This project was much more difficult than I had imagined at the beginning of the semester, due to its complexity (for my first project). Having said that, I now feel able to tackle similar projects going forward with fewer false starts.
My first (easy) hurdle was to use Ian Milligan’s Programming Historian to recursively download all of the ICC decisions with wget. This still took a shocking amount of time to download the ~2GB of pdf files with the limiters on wget.
But it was nothing compared to OCRing the PDFs. This took over a week, even when running multiple jobs in parallel. Disappointingly, the OCR was of very poor quality. Fortunately, the volume of material kept most of the OCR errors out of the topics.
In creating the makefile, I leveled up in my ability to grep | sed |cp files in the command line, and in make. These recipes will come in handy in making my projects repeatable for others and tracking what I’ve done. When using my makefile, remember to run the recipes individually and OCR in parallel.

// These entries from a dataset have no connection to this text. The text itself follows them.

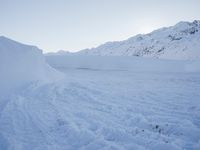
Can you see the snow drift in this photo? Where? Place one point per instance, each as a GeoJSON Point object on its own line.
{"type": "Point", "coordinates": [21, 64]}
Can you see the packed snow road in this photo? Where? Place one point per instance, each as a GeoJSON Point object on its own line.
{"type": "Point", "coordinates": [105, 109]}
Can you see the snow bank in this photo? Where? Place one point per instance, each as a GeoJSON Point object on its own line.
{"type": "Point", "coordinates": [120, 63]}
{"type": "Point", "coordinates": [21, 64]}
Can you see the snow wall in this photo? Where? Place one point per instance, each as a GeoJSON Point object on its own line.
{"type": "Point", "coordinates": [21, 64]}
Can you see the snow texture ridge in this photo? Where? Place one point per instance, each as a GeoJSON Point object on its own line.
{"type": "Point", "coordinates": [21, 64]}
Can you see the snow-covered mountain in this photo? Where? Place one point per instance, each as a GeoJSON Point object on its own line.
{"type": "Point", "coordinates": [181, 41]}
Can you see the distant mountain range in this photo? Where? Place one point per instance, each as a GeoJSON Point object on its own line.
{"type": "Point", "coordinates": [181, 41]}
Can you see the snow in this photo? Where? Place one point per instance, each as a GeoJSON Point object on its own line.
{"type": "Point", "coordinates": [105, 109]}
{"type": "Point", "coordinates": [105, 103]}
{"type": "Point", "coordinates": [76, 101]}
{"type": "Point", "coordinates": [178, 42]}
{"type": "Point", "coordinates": [21, 64]}
{"type": "Point", "coordinates": [136, 64]}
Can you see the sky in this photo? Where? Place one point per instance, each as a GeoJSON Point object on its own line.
{"type": "Point", "coordinates": [73, 25]}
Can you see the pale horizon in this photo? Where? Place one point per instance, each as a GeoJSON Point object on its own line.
{"type": "Point", "coordinates": [77, 25]}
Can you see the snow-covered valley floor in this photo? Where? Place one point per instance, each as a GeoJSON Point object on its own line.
{"type": "Point", "coordinates": [106, 110]}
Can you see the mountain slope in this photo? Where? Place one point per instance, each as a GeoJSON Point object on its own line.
{"type": "Point", "coordinates": [181, 41]}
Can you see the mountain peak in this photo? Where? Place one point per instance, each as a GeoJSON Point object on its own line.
{"type": "Point", "coordinates": [181, 41]}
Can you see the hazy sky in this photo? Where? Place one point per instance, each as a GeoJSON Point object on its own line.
{"type": "Point", "coordinates": [73, 25]}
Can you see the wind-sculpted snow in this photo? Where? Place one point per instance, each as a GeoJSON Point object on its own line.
{"type": "Point", "coordinates": [105, 103]}
{"type": "Point", "coordinates": [105, 109]}
{"type": "Point", "coordinates": [21, 64]}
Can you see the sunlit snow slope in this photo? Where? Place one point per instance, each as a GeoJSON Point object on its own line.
{"type": "Point", "coordinates": [101, 103]}
{"type": "Point", "coordinates": [181, 41]}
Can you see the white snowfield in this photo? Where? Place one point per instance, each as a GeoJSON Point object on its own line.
{"type": "Point", "coordinates": [179, 42]}
{"type": "Point", "coordinates": [101, 103]}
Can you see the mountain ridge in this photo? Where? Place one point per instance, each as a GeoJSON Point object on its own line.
{"type": "Point", "coordinates": [181, 41]}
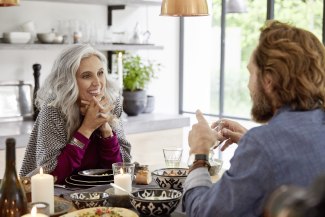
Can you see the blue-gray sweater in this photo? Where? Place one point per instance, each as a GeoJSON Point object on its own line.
{"type": "Point", "coordinates": [289, 150]}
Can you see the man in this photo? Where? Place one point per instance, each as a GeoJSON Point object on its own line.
{"type": "Point", "coordinates": [287, 87]}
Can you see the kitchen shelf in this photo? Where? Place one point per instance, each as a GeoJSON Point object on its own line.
{"type": "Point", "coordinates": [106, 2]}
{"type": "Point", "coordinates": [102, 47]}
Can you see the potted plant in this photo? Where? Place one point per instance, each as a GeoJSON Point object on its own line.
{"type": "Point", "coordinates": [137, 74]}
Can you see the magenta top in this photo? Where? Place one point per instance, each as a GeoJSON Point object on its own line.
{"type": "Point", "coordinates": [98, 153]}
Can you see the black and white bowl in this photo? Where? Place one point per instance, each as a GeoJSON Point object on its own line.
{"type": "Point", "coordinates": [155, 202]}
{"type": "Point", "coordinates": [170, 178]}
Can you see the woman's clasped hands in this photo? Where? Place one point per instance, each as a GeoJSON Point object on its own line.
{"type": "Point", "coordinates": [97, 115]}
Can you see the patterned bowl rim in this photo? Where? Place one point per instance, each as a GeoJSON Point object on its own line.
{"type": "Point", "coordinates": [179, 196]}
{"type": "Point", "coordinates": [155, 172]}
{"type": "Point", "coordinates": [104, 196]}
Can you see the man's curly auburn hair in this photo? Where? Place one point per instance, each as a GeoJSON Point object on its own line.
{"type": "Point", "coordinates": [295, 60]}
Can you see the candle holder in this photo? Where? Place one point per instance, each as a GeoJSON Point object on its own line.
{"type": "Point", "coordinates": [41, 207]}
{"type": "Point", "coordinates": [123, 176]}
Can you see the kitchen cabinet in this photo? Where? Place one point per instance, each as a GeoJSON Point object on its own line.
{"type": "Point", "coordinates": [112, 5]}
{"type": "Point", "coordinates": [107, 2]}
{"type": "Point", "coordinates": [102, 47]}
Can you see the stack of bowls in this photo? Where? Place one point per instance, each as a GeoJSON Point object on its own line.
{"type": "Point", "coordinates": [170, 178]}
{"type": "Point", "coordinates": [155, 202]}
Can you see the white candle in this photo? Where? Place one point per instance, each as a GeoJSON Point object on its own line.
{"type": "Point", "coordinates": [33, 213]}
{"type": "Point", "coordinates": [123, 180]}
{"type": "Point", "coordinates": [120, 70]}
{"type": "Point", "coordinates": [43, 189]}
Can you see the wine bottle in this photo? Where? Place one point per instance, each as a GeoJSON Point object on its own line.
{"type": "Point", "coordinates": [13, 200]}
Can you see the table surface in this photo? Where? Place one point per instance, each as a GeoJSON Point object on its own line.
{"type": "Point", "coordinates": [65, 194]}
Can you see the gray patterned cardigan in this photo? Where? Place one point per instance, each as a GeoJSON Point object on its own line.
{"type": "Point", "coordinates": [49, 137]}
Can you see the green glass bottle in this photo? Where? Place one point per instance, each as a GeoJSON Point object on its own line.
{"type": "Point", "coordinates": [13, 200]}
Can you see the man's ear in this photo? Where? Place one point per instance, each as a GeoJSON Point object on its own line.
{"type": "Point", "coordinates": [268, 84]}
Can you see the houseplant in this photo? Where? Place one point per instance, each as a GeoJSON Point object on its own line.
{"type": "Point", "coordinates": [137, 74]}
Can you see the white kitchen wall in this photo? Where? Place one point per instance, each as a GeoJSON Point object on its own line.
{"type": "Point", "coordinates": [17, 64]}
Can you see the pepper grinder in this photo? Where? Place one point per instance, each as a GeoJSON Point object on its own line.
{"type": "Point", "coordinates": [37, 72]}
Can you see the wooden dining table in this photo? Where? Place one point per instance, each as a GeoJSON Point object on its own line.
{"type": "Point", "coordinates": [64, 193]}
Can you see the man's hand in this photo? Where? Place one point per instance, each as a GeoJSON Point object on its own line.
{"type": "Point", "coordinates": [228, 131]}
{"type": "Point", "coordinates": [201, 137]}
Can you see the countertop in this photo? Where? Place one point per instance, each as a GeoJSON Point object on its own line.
{"type": "Point", "coordinates": [20, 130]}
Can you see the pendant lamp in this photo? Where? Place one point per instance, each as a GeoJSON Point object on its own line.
{"type": "Point", "coordinates": [6, 3]}
{"type": "Point", "coordinates": [184, 8]}
{"type": "Point", "coordinates": [236, 6]}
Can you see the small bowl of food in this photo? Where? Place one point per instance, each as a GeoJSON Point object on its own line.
{"type": "Point", "coordinates": [84, 200]}
{"type": "Point", "coordinates": [155, 202]}
{"type": "Point", "coordinates": [115, 200]}
{"type": "Point", "coordinates": [170, 178]}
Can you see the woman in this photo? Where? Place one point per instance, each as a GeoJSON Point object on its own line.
{"type": "Point", "coordinates": [78, 126]}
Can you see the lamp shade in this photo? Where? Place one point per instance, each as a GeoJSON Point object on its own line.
{"type": "Point", "coordinates": [6, 3]}
{"type": "Point", "coordinates": [183, 8]}
{"type": "Point", "coordinates": [236, 6]}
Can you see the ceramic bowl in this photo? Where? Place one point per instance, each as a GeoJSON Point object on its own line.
{"type": "Point", "coordinates": [170, 178]}
{"type": "Point", "coordinates": [84, 200]}
{"type": "Point", "coordinates": [155, 202]}
{"type": "Point", "coordinates": [46, 38]}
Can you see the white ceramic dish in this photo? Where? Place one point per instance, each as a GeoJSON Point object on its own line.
{"type": "Point", "coordinates": [92, 211]}
{"type": "Point", "coordinates": [17, 37]}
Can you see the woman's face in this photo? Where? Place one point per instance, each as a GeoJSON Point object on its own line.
{"type": "Point", "coordinates": [90, 78]}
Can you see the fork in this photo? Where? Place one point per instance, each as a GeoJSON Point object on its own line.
{"type": "Point", "coordinates": [66, 187]}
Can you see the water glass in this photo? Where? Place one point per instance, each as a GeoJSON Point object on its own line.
{"type": "Point", "coordinates": [173, 156]}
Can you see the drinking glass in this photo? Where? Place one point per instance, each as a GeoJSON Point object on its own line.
{"type": "Point", "coordinates": [172, 156]}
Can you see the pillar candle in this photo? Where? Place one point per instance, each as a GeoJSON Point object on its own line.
{"type": "Point", "coordinates": [120, 70]}
{"type": "Point", "coordinates": [34, 213]}
{"type": "Point", "coordinates": [123, 180]}
{"type": "Point", "coordinates": [43, 189]}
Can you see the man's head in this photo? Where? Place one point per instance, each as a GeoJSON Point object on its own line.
{"type": "Point", "coordinates": [287, 68]}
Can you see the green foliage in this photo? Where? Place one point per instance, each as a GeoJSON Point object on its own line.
{"type": "Point", "coordinates": [305, 14]}
{"type": "Point", "coordinates": [137, 73]}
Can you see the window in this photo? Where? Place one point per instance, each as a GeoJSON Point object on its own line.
{"type": "Point", "coordinates": [202, 49]}
{"type": "Point", "coordinates": [201, 84]}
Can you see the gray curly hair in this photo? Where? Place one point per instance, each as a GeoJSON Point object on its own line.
{"type": "Point", "coordinates": [60, 88]}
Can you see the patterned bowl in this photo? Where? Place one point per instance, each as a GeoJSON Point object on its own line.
{"type": "Point", "coordinates": [155, 202]}
{"type": "Point", "coordinates": [170, 178]}
{"type": "Point", "coordinates": [89, 199]}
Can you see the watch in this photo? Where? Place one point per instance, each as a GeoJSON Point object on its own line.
{"type": "Point", "coordinates": [194, 157]}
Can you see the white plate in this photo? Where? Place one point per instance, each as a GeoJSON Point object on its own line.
{"type": "Point", "coordinates": [91, 212]}
{"type": "Point", "coordinates": [17, 37]}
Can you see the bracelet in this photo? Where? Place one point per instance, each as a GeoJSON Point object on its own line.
{"type": "Point", "coordinates": [199, 163]}
{"type": "Point", "coordinates": [76, 142]}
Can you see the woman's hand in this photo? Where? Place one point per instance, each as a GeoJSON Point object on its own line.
{"type": "Point", "coordinates": [97, 115]}
{"type": "Point", "coordinates": [228, 131]}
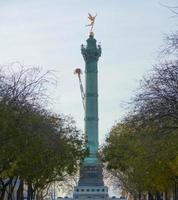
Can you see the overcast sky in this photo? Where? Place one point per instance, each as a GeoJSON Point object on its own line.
{"type": "Point", "coordinates": [48, 33]}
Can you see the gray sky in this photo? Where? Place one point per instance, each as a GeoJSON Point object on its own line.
{"type": "Point", "coordinates": [49, 33]}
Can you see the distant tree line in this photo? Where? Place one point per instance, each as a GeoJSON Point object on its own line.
{"type": "Point", "coordinates": [142, 150]}
{"type": "Point", "coordinates": [37, 147]}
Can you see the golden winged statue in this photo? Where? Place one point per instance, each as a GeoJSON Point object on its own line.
{"type": "Point", "coordinates": [92, 21]}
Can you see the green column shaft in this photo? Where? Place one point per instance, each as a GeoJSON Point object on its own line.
{"type": "Point", "coordinates": [91, 53]}
{"type": "Point", "coordinates": [91, 107]}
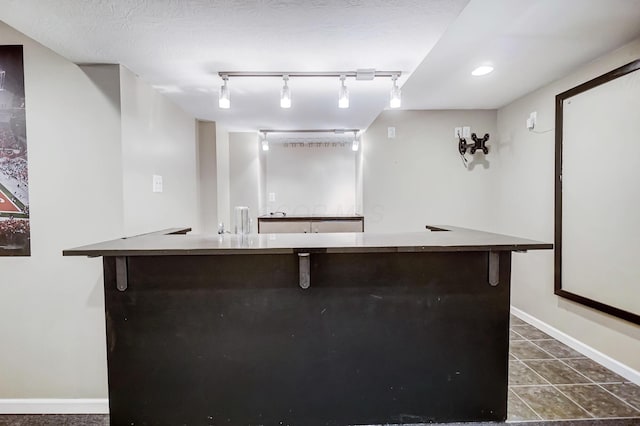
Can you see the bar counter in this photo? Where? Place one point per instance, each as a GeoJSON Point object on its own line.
{"type": "Point", "coordinates": [307, 329]}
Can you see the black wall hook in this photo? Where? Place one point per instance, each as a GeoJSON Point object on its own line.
{"type": "Point", "coordinates": [478, 144]}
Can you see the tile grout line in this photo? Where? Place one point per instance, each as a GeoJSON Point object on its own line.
{"type": "Point", "coordinates": [591, 381]}
{"type": "Point", "coordinates": [525, 403]}
{"type": "Point", "coordinates": [611, 393]}
{"type": "Point", "coordinates": [554, 358]}
{"type": "Point", "coordinates": [580, 406]}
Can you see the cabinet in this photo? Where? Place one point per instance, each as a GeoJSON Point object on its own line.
{"type": "Point", "coordinates": [321, 224]}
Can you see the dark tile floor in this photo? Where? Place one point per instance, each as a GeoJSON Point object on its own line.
{"type": "Point", "coordinates": [549, 384]}
{"type": "Point", "coordinates": [550, 381]}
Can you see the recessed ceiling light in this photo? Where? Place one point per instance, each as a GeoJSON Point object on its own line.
{"type": "Point", "coordinates": [482, 70]}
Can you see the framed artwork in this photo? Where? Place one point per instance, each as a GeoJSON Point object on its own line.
{"type": "Point", "coordinates": [15, 236]}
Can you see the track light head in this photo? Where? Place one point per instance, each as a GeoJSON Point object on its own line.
{"type": "Point", "coordinates": [343, 94]}
{"type": "Point", "coordinates": [355, 145]}
{"type": "Point", "coordinates": [395, 98]}
{"type": "Point", "coordinates": [285, 94]}
{"type": "Point", "coordinates": [224, 97]}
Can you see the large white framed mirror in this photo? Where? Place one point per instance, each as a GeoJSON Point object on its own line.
{"type": "Point", "coordinates": [597, 190]}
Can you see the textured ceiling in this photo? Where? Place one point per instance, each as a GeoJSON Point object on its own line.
{"type": "Point", "coordinates": [180, 45]}
{"type": "Point", "coordinates": [530, 43]}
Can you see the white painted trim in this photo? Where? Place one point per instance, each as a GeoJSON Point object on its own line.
{"type": "Point", "coordinates": [54, 406]}
{"type": "Point", "coordinates": [612, 364]}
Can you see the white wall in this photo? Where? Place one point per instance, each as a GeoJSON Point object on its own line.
{"type": "Point", "coordinates": [525, 207]}
{"type": "Point", "coordinates": [158, 138]}
{"type": "Point", "coordinates": [222, 176]}
{"type": "Point", "coordinates": [51, 307]}
{"type": "Point", "coordinates": [419, 179]}
{"type": "Point", "coordinates": [314, 179]}
{"type": "Point", "coordinates": [207, 179]}
{"type": "Point", "coordinates": [244, 175]}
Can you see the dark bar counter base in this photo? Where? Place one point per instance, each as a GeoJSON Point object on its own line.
{"type": "Point", "coordinates": [377, 338]}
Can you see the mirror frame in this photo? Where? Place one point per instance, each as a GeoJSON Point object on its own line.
{"type": "Point", "coordinates": [558, 290]}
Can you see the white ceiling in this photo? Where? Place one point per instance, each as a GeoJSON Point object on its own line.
{"type": "Point", "coordinates": [179, 46]}
{"type": "Point", "coordinates": [529, 42]}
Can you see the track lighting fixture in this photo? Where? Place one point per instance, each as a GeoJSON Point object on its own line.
{"type": "Point", "coordinates": [355, 145]}
{"type": "Point", "coordinates": [224, 99]}
{"type": "Point", "coordinates": [395, 99]}
{"type": "Point", "coordinates": [343, 94]}
{"type": "Point", "coordinates": [285, 93]}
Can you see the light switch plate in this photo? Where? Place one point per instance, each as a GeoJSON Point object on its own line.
{"type": "Point", "coordinates": [157, 183]}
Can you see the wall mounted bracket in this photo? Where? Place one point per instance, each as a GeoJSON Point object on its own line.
{"type": "Point", "coordinates": [479, 144]}
{"type": "Point", "coordinates": [122, 273]}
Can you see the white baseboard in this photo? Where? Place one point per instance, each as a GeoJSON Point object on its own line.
{"type": "Point", "coordinates": [54, 406]}
{"type": "Point", "coordinates": [612, 364]}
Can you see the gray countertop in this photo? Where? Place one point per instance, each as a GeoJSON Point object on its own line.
{"type": "Point", "coordinates": [167, 243]}
{"type": "Point", "coordinates": [311, 217]}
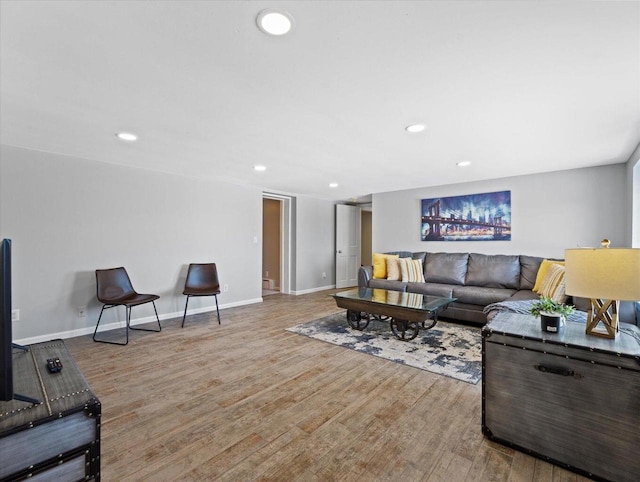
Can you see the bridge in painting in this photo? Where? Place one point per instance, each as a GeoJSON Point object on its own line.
{"type": "Point", "coordinates": [435, 222]}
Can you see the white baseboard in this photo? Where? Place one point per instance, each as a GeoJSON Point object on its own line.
{"type": "Point", "coordinates": [121, 323]}
{"type": "Point", "coordinates": [313, 290]}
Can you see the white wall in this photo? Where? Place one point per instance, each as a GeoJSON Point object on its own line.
{"type": "Point", "coordinates": [633, 199]}
{"type": "Point", "coordinates": [68, 217]}
{"type": "Point", "coordinates": [550, 212]}
{"type": "Point", "coordinates": [315, 244]}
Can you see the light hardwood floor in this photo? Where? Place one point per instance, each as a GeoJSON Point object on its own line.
{"type": "Point", "coordinates": [247, 400]}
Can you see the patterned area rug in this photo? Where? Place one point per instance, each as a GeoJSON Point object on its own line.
{"type": "Point", "coordinates": [446, 349]}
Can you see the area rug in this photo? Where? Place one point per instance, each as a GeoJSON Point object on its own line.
{"type": "Point", "coordinates": [446, 349]}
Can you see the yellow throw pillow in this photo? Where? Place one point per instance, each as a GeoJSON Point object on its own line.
{"type": "Point", "coordinates": [542, 271]}
{"type": "Point", "coordinates": [411, 270]}
{"type": "Point", "coordinates": [380, 265]}
{"type": "Point", "coordinates": [393, 268]}
{"type": "Point", "coordinates": [553, 284]}
{"type": "Point", "coordinates": [379, 296]}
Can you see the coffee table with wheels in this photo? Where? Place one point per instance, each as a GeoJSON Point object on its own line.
{"type": "Point", "coordinates": [406, 312]}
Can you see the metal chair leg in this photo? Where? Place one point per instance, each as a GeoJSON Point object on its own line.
{"type": "Point", "coordinates": [148, 329]}
{"type": "Point", "coordinates": [185, 311]}
{"type": "Point", "coordinates": [107, 341]}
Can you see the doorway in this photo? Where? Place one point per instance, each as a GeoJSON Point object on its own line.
{"type": "Point", "coordinates": [276, 244]}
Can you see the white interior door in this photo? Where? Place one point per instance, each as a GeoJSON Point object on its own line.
{"type": "Point", "coordinates": [347, 245]}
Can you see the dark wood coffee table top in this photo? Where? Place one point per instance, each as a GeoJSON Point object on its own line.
{"type": "Point", "coordinates": [408, 312]}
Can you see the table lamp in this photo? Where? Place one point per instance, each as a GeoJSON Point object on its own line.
{"type": "Point", "coordinates": [606, 276]}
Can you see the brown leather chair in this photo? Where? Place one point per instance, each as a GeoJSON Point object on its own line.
{"type": "Point", "coordinates": [202, 280]}
{"type": "Point", "coordinates": [114, 289]}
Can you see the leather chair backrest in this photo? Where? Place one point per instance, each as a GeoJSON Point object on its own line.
{"type": "Point", "coordinates": [113, 284]}
{"type": "Point", "coordinates": [202, 277]}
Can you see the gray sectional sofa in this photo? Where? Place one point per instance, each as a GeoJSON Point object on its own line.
{"type": "Point", "coordinates": [476, 280]}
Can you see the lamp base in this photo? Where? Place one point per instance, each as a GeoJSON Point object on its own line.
{"type": "Point", "coordinates": [604, 313]}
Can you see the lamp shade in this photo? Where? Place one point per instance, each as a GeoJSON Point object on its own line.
{"type": "Point", "coordinates": [603, 273]}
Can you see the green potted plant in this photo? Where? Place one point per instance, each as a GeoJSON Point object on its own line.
{"type": "Point", "coordinates": [551, 313]}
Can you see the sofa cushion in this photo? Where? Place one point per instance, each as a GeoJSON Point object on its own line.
{"type": "Point", "coordinates": [421, 255]}
{"type": "Point", "coordinates": [386, 284]}
{"type": "Point", "coordinates": [411, 270]}
{"type": "Point", "coordinates": [474, 295]}
{"type": "Point", "coordinates": [432, 289]}
{"type": "Point", "coordinates": [493, 271]}
{"type": "Point", "coordinates": [524, 295]}
{"type": "Point", "coordinates": [447, 268]}
{"type": "Point", "coordinates": [529, 266]}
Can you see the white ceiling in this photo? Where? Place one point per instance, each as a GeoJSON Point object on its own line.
{"type": "Point", "coordinates": [515, 87]}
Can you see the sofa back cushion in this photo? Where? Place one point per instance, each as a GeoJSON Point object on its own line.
{"type": "Point", "coordinates": [493, 271]}
{"type": "Point", "coordinates": [529, 266]}
{"type": "Point", "coordinates": [447, 268]}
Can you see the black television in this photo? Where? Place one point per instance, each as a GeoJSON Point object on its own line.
{"type": "Point", "coordinates": [6, 340]}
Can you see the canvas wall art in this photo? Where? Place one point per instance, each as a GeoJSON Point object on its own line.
{"type": "Point", "coordinates": [473, 217]}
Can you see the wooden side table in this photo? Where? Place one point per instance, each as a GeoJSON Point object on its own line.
{"type": "Point", "coordinates": [568, 398]}
{"type": "Point", "coordinates": [59, 438]}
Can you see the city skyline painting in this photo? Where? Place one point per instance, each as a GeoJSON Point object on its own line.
{"type": "Point", "coordinates": [472, 217]}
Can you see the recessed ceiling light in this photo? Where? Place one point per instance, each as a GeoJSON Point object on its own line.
{"type": "Point", "coordinates": [413, 128]}
{"type": "Point", "coordinates": [274, 22]}
{"type": "Point", "coordinates": [127, 136]}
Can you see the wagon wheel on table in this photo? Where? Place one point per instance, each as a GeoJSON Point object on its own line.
{"type": "Point", "coordinates": [404, 330]}
{"type": "Point", "coordinates": [357, 320]}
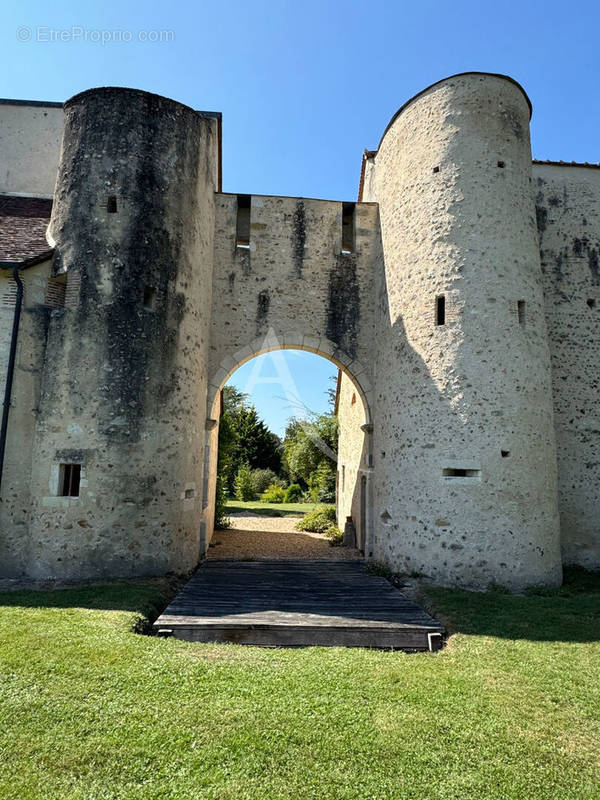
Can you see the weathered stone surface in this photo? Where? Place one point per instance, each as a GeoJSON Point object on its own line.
{"type": "Point", "coordinates": [449, 432]}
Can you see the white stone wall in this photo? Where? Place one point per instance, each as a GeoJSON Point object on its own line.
{"type": "Point", "coordinates": [123, 390]}
{"type": "Point", "coordinates": [460, 472]}
{"type": "Point", "coordinates": [568, 210]}
{"type": "Point", "coordinates": [292, 288]}
{"type": "Point", "coordinates": [15, 509]}
{"type": "Point", "coordinates": [30, 137]}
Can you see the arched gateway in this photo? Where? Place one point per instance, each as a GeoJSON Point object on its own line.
{"type": "Point", "coordinates": [427, 293]}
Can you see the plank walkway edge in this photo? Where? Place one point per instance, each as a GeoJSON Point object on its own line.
{"type": "Point", "coordinates": [297, 604]}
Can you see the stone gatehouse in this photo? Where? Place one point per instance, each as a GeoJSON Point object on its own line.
{"type": "Point", "coordinates": [459, 296]}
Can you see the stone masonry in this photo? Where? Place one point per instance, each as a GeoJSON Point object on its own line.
{"type": "Point", "coordinates": [459, 298]}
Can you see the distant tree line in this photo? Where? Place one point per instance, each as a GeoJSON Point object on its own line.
{"type": "Point", "coordinates": [254, 463]}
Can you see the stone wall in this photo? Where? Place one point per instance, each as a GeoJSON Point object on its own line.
{"type": "Point", "coordinates": [464, 445]}
{"type": "Point", "coordinates": [30, 136]}
{"type": "Point", "coordinates": [15, 507]}
{"type": "Point", "coordinates": [291, 287]}
{"type": "Point", "coordinates": [354, 471]}
{"type": "Point", "coordinates": [568, 213]}
{"type": "Point", "coordinates": [172, 285]}
{"type": "Point", "coordinates": [124, 381]}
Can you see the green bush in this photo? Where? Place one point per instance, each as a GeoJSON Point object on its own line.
{"type": "Point", "coordinates": [317, 521]}
{"type": "Point", "coordinates": [244, 487]}
{"type": "Point", "coordinates": [293, 494]}
{"type": "Point", "coordinates": [274, 494]}
{"type": "Point", "coordinates": [334, 534]}
{"type": "Point", "coordinates": [262, 479]}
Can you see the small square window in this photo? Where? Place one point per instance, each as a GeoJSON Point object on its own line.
{"type": "Point", "coordinates": [440, 310]}
{"type": "Point", "coordinates": [70, 478]}
{"type": "Point", "coordinates": [242, 231]}
{"type": "Point", "coordinates": [149, 298]}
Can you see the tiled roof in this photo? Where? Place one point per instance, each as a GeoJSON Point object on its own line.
{"type": "Point", "coordinates": [23, 223]}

With my data collected, I began to analyze it with Mallet. When I first used mallet, it was easiest to run it from the command line. But once I had my scripts working in Rmallet, I wasn’t ever going back to command line Mallet again. It was so much easier to go directly to visualizations and dealing with fewer .csv and .txt files.
My R scripts were built on Matt Jockers’ text mining books, Macroanalysis and Text Analysis with R for Students of Literature. But I quickly realized that these works were designed with the questions that literature students bring to distant reading- genre, author attribution, and comparing texts against each other. But it got me in the door of text analysis. Working through some of Shawn Graham’s blog posts brought me over some hurdles in manuevering my data to the proper formats for R Mallet. Though wordclouds are not an ideal data visualization tool, I found them very useful in understanding the topics. Even more clear than some of the other topic modeling browsers and visualizations out there, if not as rigorous mathematically.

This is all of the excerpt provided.